As Russian President Vladimir Putin continues to bombard Ukraine militarily, financially it is his own country that is taking hit after hit.
For the second time this week, a major financial organization has cut Russia’s credit rating down to junk status, with the decision announced Thursday by Moody’s following the same move a day earlier by Fitch.
The change in financial credibility comes amid crippling economic sanctions being levied at Russia by a worldwide coalition that includes the United States and the European Union.
Those sanctions have come fast and furious, the quickest, hardest hit to any nation in recent memory, and are meant to cripple Russia’s currency, and therefore its ability to fund its invasion of its neighboring nation.
Among the moves made by the global coalition, Russia has been blocked from accessing the SWIFT financial system that links countries throughout the world, an act that restricts Russia’s central bank and blocks over $600 billion in reserves.

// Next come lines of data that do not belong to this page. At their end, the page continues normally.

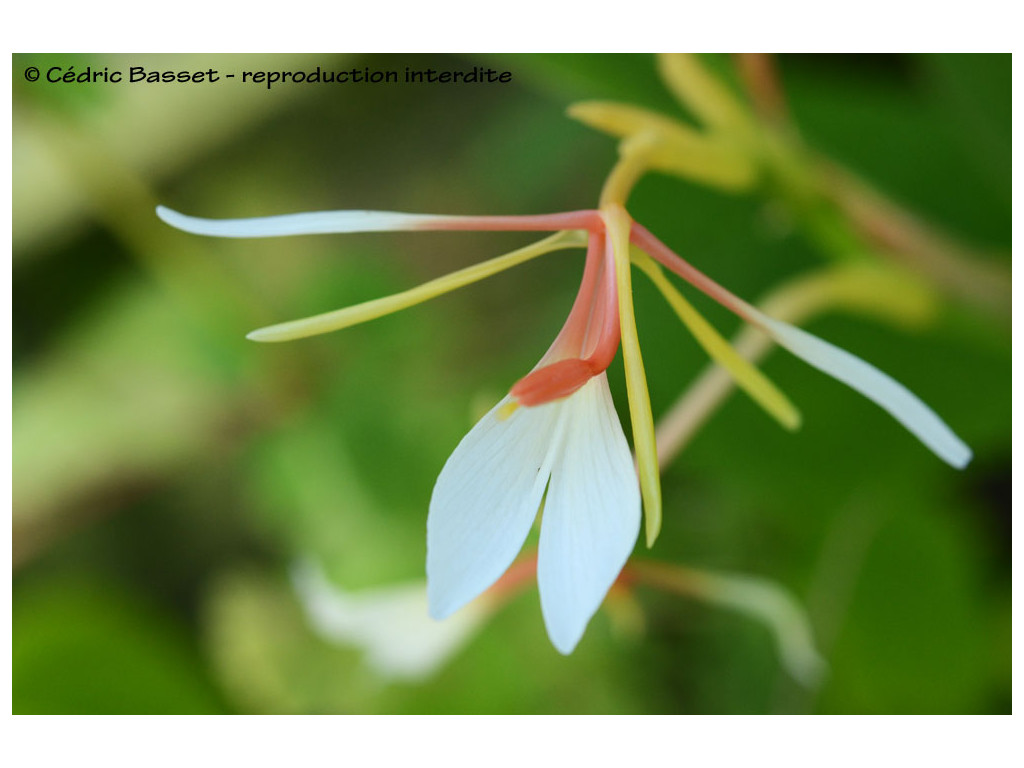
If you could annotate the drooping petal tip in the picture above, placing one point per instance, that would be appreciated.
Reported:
(485, 500)
(316, 222)
(591, 515)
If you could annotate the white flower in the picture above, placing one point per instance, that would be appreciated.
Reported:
(389, 624)
(571, 455)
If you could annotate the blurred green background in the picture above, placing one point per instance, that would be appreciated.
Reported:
(168, 472)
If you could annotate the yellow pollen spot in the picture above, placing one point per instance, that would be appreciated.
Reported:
(507, 410)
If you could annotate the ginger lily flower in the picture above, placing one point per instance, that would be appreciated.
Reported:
(555, 441)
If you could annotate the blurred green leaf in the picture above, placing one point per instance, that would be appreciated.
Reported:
(86, 647)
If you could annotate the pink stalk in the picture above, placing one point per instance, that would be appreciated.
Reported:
(646, 242)
(590, 335)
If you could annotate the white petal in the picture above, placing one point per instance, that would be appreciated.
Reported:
(905, 407)
(485, 501)
(389, 624)
(591, 515)
(318, 222)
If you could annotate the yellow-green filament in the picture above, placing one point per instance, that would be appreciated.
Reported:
(700, 91)
(749, 378)
(680, 150)
(617, 224)
(352, 315)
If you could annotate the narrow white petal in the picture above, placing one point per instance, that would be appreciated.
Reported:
(485, 501)
(591, 515)
(905, 407)
(318, 222)
(390, 624)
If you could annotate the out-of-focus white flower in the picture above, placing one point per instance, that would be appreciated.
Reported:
(390, 624)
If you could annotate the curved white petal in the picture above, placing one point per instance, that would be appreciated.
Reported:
(591, 515)
(905, 407)
(389, 624)
(317, 222)
(485, 501)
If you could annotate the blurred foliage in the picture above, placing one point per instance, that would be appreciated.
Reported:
(167, 472)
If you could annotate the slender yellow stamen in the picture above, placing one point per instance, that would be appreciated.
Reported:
(700, 91)
(681, 151)
(617, 224)
(368, 310)
(749, 378)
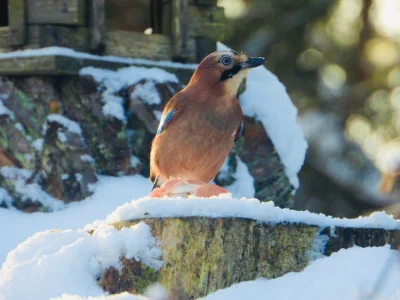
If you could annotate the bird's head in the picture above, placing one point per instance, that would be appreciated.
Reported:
(224, 71)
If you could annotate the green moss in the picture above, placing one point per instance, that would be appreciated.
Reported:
(133, 277)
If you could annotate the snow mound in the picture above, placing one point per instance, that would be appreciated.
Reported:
(52, 263)
(266, 99)
(347, 275)
(109, 193)
(225, 206)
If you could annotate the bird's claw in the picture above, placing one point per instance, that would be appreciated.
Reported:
(185, 187)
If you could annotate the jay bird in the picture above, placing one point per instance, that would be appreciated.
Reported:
(199, 126)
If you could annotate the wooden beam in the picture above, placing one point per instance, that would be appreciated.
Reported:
(68, 12)
(17, 22)
(97, 25)
(176, 29)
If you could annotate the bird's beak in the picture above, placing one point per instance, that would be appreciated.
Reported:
(253, 62)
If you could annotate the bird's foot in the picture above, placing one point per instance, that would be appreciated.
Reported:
(185, 187)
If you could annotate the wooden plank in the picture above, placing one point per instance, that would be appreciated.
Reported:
(209, 23)
(156, 16)
(203, 2)
(97, 25)
(70, 12)
(17, 22)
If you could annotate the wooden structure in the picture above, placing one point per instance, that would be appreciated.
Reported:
(182, 30)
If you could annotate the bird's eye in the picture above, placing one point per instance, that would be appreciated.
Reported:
(226, 60)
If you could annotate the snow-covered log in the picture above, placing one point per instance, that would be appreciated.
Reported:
(202, 253)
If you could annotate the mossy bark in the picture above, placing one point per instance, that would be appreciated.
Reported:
(202, 255)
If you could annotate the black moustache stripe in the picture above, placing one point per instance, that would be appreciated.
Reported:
(230, 73)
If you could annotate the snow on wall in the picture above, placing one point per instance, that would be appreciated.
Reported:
(114, 81)
(61, 51)
(70, 125)
(226, 206)
(266, 99)
(53, 262)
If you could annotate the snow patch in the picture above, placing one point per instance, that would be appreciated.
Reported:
(266, 99)
(5, 198)
(134, 161)
(19, 127)
(30, 191)
(4, 110)
(226, 206)
(38, 144)
(350, 274)
(87, 158)
(243, 186)
(147, 92)
(61, 136)
(77, 257)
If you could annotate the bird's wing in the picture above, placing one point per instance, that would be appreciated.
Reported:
(239, 132)
(171, 111)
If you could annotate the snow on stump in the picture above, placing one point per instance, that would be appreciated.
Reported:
(209, 249)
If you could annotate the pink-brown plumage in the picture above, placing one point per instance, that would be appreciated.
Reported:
(207, 116)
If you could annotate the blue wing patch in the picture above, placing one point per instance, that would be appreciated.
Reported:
(164, 121)
(239, 132)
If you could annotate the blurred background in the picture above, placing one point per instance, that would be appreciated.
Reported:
(340, 63)
(339, 60)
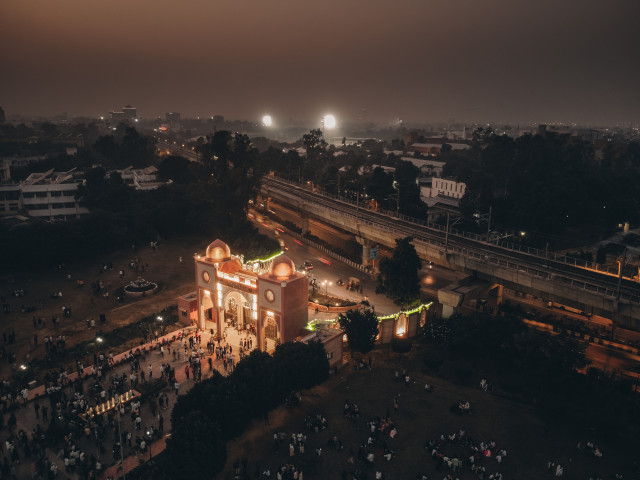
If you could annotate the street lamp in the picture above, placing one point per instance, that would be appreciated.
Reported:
(328, 121)
(396, 185)
(149, 445)
(117, 404)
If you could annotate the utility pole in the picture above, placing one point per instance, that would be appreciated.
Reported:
(446, 235)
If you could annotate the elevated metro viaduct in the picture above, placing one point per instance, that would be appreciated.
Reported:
(495, 268)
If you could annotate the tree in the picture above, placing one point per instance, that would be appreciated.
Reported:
(178, 169)
(314, 143)
(361, 329)
(195, 450)
(398, 278)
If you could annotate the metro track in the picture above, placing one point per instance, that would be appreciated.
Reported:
(544, 268)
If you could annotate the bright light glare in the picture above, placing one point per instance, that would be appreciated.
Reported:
(329, 121)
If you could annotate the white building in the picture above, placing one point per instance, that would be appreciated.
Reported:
(49, 195)
(141, 178)
(434, 190)
(428, 167)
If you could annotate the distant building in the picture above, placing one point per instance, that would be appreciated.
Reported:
(127, 115)
(49, 195)
(435, 148)
(141, 178)
(428, 167)
(441, 187)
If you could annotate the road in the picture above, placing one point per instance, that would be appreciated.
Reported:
(552, 267)
(611, 360)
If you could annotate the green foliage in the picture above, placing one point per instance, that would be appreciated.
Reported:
(539, 368)
(398, 277)
(525, 181)
(177, 169)
(303, 365)
(361, 329)
(226, 405)
(196, 448)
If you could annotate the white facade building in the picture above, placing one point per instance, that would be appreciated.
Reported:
(49, 195)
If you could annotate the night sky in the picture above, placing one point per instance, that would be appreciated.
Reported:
(380, 60)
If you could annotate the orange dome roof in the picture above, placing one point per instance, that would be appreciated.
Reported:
(232, 266)
(282, 268)
(218, 251)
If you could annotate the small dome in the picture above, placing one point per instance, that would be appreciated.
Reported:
(282, 268)
(232, 266)
(218, 251)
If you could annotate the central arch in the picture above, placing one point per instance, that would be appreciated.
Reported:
(236, 313)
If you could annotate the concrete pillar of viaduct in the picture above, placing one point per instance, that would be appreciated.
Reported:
(304, 224)
(366, 250)
(450, 301)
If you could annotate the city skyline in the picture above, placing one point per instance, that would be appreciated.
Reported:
(374, 61)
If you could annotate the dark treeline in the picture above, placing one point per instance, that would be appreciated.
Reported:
(208, 198)
(220, 408)
(537, 368)
(549, 184)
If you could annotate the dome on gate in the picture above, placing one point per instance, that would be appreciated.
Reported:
(282, 268)
(218, 251)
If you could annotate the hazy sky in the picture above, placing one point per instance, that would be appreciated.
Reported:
(383, 60)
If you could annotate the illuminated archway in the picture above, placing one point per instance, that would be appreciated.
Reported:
(402, 325)
(237, 310)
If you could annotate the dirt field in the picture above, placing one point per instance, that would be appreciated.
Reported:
(529, 441)
(161, 266)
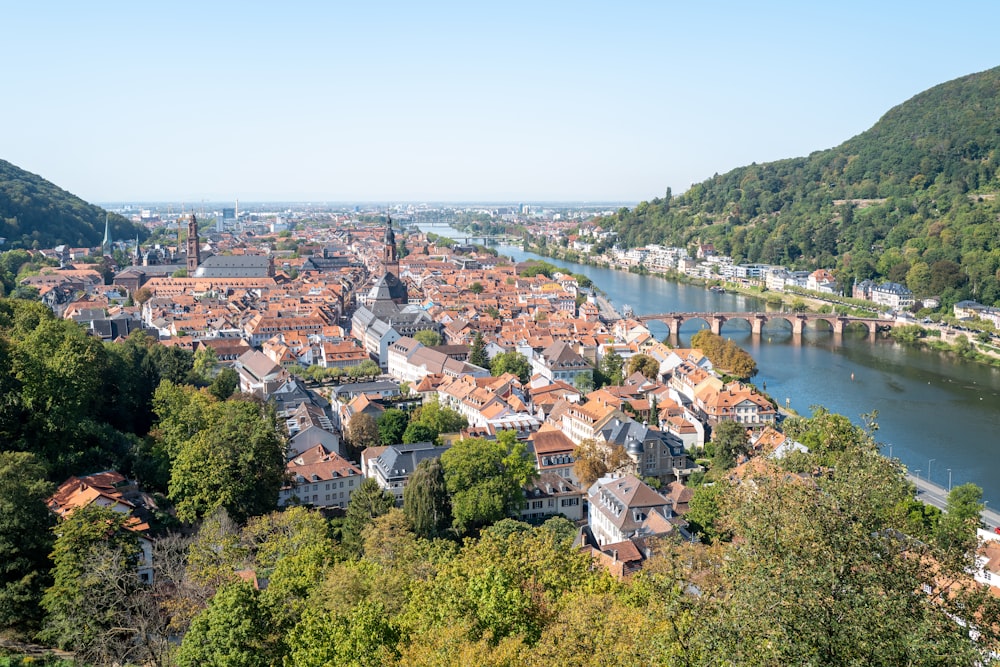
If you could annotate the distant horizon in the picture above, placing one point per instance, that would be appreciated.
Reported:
(367, 203)
(430, 102)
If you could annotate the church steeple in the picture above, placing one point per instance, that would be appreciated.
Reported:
(193, 246)
(106, 243)
(389, 256)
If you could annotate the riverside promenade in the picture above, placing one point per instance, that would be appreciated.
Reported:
(935, 495)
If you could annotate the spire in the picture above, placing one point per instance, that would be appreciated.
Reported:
(106, 243)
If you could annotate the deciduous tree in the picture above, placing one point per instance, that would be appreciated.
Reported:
(236, 461)
(425, 500)
(90, 543)
(391, 426)
(593, 460)
(645, 364)
(25, 539)
(477, 352)
(367, 502)
(511, 362)
(362, 432)
(485, 478)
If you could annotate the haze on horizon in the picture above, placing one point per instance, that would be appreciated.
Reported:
(447, 102)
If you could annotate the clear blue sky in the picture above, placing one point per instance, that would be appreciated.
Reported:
(435, 101)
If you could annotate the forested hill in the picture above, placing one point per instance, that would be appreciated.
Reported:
(33, 209)
(911, 200)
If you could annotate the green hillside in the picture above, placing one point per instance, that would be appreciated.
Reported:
(911, 200)
(34, 210)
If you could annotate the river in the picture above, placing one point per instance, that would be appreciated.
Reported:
(935, 412)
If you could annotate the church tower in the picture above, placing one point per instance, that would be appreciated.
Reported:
(193, 246)
(106, 243)
(389, 257)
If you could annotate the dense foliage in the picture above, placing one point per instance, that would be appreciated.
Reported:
(911, 200)
(725, 355)
(37, 213)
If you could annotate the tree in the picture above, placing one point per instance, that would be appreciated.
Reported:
(205, 363)
(956, 530)
(362, 431)
(645, 364)
(438, 418)
(611, 366)
(485, 479)
(477, 352)
(511, 362)
(367, 502)
(593, 460)
(391, 426)
(142, 295)
(25, 539)
(418, 432)
(231, 632)
(704, 511)
(236, 461)
(93, 540)
(365, 637)
(428, 337)
(426, 503)
(731, 442)
(226, 382)
(816, 579)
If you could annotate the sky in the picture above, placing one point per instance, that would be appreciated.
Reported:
(467, 101)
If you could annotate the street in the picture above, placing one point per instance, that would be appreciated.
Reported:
(935, 495)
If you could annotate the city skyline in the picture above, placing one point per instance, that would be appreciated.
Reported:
(455, 103)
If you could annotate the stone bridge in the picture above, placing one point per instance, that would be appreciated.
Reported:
(757, 321)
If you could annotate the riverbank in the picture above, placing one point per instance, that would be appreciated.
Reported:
(942, 339)
(930, 493)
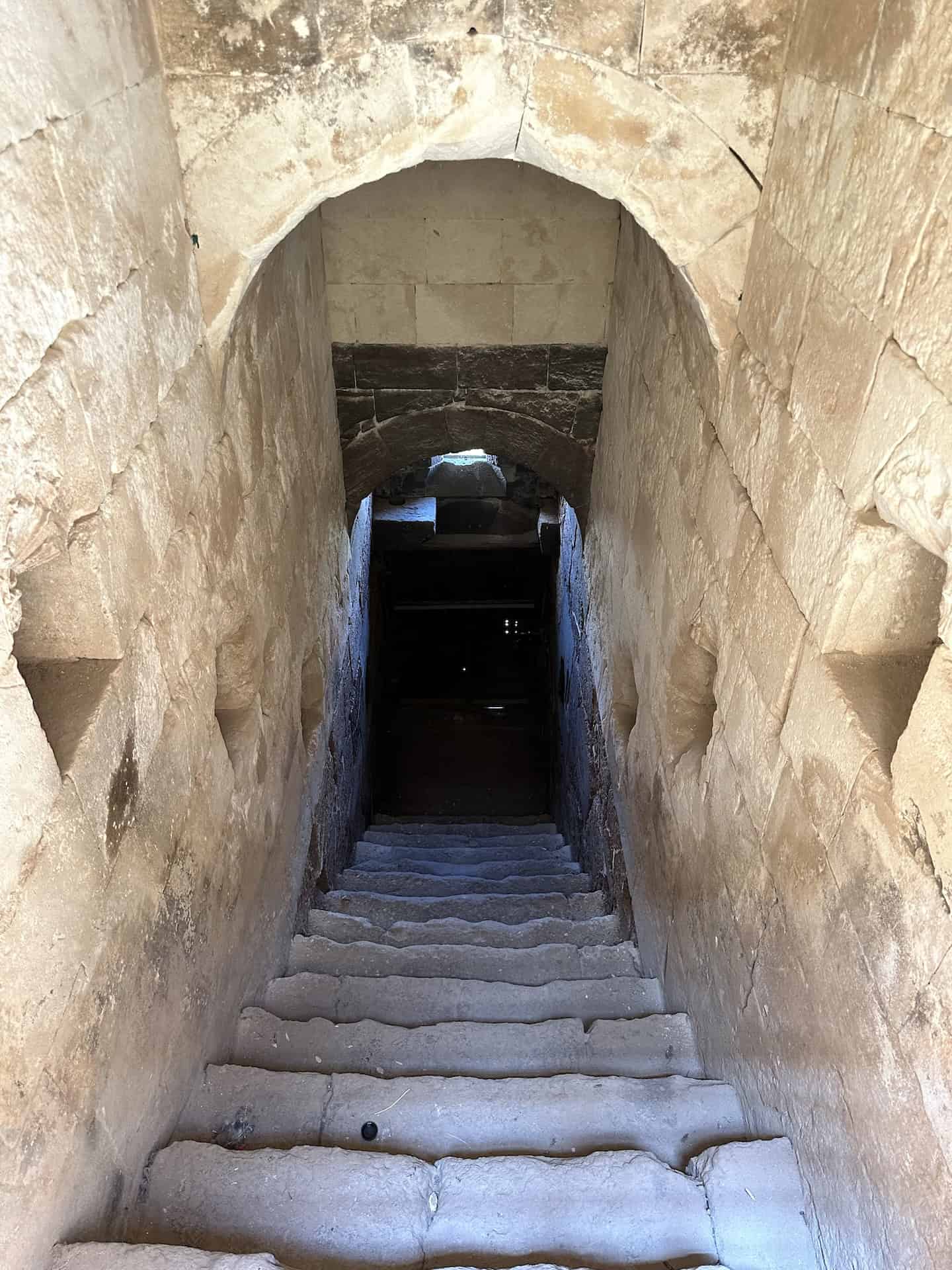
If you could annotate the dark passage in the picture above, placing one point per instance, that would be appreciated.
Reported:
(461, 722)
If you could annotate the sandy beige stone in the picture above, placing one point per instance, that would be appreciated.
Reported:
(923, 327)
(375, 314)
(833, 376)
(371, 251)
(902, 399)
(465, 314)
(776, 291)
(463, 252)
(610, 34)
(568, 313)
(739, 107)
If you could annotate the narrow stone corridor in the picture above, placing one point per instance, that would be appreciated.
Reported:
(465, 1066)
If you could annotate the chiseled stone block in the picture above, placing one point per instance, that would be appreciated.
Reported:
(462, 251)
(465, 314)
(517, 366)
(404, 366)
(560, 313)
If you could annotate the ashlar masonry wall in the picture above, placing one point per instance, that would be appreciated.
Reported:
(175, 581)
(767, 554)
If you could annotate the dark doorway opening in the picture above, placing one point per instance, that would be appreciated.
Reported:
(462, 657)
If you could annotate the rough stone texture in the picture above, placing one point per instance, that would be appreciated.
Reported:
(750, 1187)
(670, 1117)
(656, 1046)
(154, 506)
(416, 1002)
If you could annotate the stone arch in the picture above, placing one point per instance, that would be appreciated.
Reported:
(302, 134)
(409, 440)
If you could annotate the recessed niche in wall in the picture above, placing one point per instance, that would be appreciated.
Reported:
(691, 698)
(311, 698)
(884, 628)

The cumulative effect is that the multitude of sanctions will go much farther than “initial expectations and will have material credit implications,” Moody’s wrote in its decision, which lowered Russia’s credit rating six notches from Baa3 to B3.
On Wednesday, Fitch labeled Russia’s rating “watch negative” in dropping it from B to BBB.
Likewise, Russian companies’ stocks are absorbing a huge negative hit, with the S&P also dropping Russia to a “junk” rating and the MSCI eliminating Russian stocks from its Emerging Markets indexes.